I do have some reservations, albeit only after a quick read through.
(1) The injury in question was not a chopped off hand. The taxpayer suffered mental anguish. The court did not consider whether there was a practical rationale for Congress' decision to subject mental anguish awards to tax. Could be that Congress felt that such awards are really disguised punitive damages (which the no-accretion-to-wealth rationale would not save from taxation). Could be that Congress felt that there was little objective basis for the granting of awards for emotional distress. This litigation arises from a change in the law added by Congress in 1996 which states that "emotional distress shall not be treated as a physical injury or physical sickness," and thus cannot qualify as tax exempt. There is a slight caveat to this -- the recovery of amounts for the costs of therapy, medication, etc., are exempt. One reading of this change is that Congress simply wanted to raise the evidentiary bar -- i.e., there is no taxation of emotional distress awards where there is some indicia that the distress actually occurred, it is very easy to fake emotional distress, there are no objective tests for it, so we will use actual outlays for therapy, etc., as a proxy. Perhaps this is wrong, but the court does not consider it.
(2) I am familiar with the practice of some trial attorneys of arguing for an increase in damages on the basis that whatever the jury gives will be taxed, so to put the plaintiff right the award should be grossed up (this would typically be in connection with a wage claim). This opinion was an appeal from a summary judgment motion, and did not reach such facts. However, I assume that if such an argument was made, then various equitable doctrines would bar a taxpayer from claiming that a grossed up damage award was exempt from tax.

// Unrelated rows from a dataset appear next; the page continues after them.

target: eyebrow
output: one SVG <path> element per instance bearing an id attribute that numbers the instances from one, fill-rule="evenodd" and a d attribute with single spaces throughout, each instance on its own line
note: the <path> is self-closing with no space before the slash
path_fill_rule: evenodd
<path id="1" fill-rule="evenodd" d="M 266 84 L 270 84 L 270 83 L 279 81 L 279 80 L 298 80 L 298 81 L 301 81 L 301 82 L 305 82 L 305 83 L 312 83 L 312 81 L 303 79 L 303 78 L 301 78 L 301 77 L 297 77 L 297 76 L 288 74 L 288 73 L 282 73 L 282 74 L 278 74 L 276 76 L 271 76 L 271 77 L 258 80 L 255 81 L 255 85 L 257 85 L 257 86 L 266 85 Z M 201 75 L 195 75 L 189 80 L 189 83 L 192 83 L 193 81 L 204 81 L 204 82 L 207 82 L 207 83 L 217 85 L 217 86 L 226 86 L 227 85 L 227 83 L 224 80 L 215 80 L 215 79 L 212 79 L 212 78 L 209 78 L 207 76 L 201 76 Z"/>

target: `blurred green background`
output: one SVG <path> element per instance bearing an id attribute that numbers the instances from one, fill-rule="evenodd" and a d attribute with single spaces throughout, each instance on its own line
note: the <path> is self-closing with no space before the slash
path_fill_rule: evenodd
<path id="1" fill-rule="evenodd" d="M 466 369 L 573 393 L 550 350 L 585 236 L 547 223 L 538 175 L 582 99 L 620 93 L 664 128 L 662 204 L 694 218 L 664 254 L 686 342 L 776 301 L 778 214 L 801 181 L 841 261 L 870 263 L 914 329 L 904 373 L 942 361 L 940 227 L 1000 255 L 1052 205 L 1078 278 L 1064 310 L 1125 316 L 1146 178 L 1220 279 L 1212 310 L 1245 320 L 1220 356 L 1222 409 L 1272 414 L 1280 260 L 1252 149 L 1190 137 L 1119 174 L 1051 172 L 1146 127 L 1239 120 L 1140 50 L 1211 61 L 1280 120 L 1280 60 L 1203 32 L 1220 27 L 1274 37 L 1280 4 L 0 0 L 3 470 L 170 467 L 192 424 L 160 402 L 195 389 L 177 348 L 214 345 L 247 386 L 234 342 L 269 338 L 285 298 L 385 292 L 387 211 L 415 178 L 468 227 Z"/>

(3)The court's reasoning rests in part on the scope of the term "income" at the time the 16th amendment was ratified. To do this it looked at enactments to the Internal Revenue Code soon after ratification, as well as an AG opinion and Treasury ruling, all on the theory that people back then had a better idea of what the term income meant at the time of ratification. The IRC enactments cited did not differentiate between physical and emotional injuries. The court does not consider whether there was any tort theory under which a person could recover for emotional distress at that time. I'm not an expert, but it seems likely that Congress did not distinguish between physical and emotional injuries because no one could recover for the latter at that time. Even if this is wrong, the court is assuming from Congress' failure to tax an item that it was unconstitutional to tax that item. Sometimes Congess simply does not exert all the power it has. As for the AG and Treasury guidance, the excerpts appear to address only physcial injuries. This does not mean that the court's interpretation is wrong, but these authorities do not seem particularly helpful in either direction.
(4) Finally -- Whenever a court strikes down a provision of the Internal Revenue Code on a constitutional basis, the hive is alerted -- all the quacks, con artists, conspiracy buffs, and their ilk become emboldened in their belief that they do not have to pay federal income tax. I'm no fan of the IRS but I would predict a rash of tax protester activity after this case gets into the hinterland.

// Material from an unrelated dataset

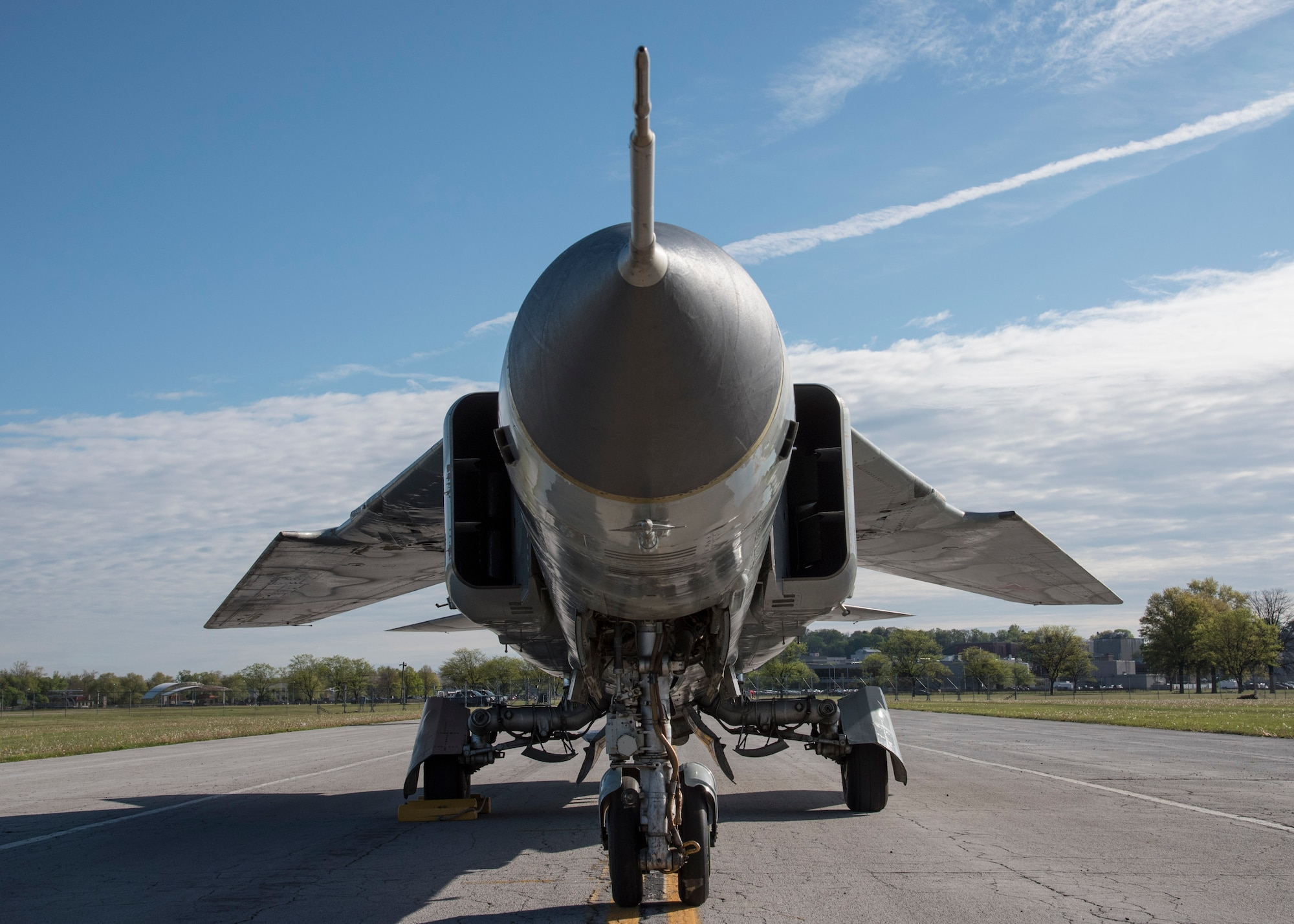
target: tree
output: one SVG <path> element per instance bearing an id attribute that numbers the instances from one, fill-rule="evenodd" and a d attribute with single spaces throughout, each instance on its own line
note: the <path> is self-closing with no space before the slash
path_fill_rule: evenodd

That said, there are few instances when tax law and constitutional law intersect (at least at the federal level). It will be fascinating to watch this case as it goes forward. Regardless of whether the taxpayer is ultimately upheld, I fear this case will live on in the filings of tax protesters for decades to come.
Of course, I do realize that my statement goes a bit beyond the the specifics of the matter that you all are discussing.